Role: Lead Data Engineer/Architect
Location: Richmond, VA/Remote
Duration: 12 Months
Job description:
The Data Engineer Lead will be responsible for architecting, designing, and optimizing enterprise-grade data pipelines and data platforms. The role demands strong hands on experience in SOL. and NoSQL databases (MongoDB), ETL/ELT engineering, cloud data ecosystems, and building scalable data solutions. The ideal candidate will lead data engineering initiatives, mentor junior engineers, and ensure high-quality data delivery across multiple business functions.

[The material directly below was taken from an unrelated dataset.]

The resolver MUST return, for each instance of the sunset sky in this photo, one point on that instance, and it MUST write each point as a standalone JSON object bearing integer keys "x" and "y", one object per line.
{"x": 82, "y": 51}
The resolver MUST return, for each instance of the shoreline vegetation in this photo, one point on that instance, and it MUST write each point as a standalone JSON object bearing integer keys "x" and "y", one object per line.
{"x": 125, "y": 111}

This role aligns with enterprise data engineering responsibilities referenced in internal Data Engineer and Lead Data Engineering roles.
Key Responsibilities:
1. Data Pipeline Engineering
Design, develop, and maintain scalable, reliable, and optimized ETL/ELT pipelines to support enterprise data flows.
Build data ingestion frameworks to extract data from structured/unstructured sources into data lakes and warehouses.
Implement batch and real-time data processing using modern workflow orchestration tools.
2. Database Engineering (SQL + MongoDB)
Develop, tune, and optimize complex SQL queries, stored procedures, indexing strategies, and performance tuned queries for high volume systems.
Architect and maintain MongoDB collections, schema design, aggregation pipelines, and NoSQL data models supporting high scale systems.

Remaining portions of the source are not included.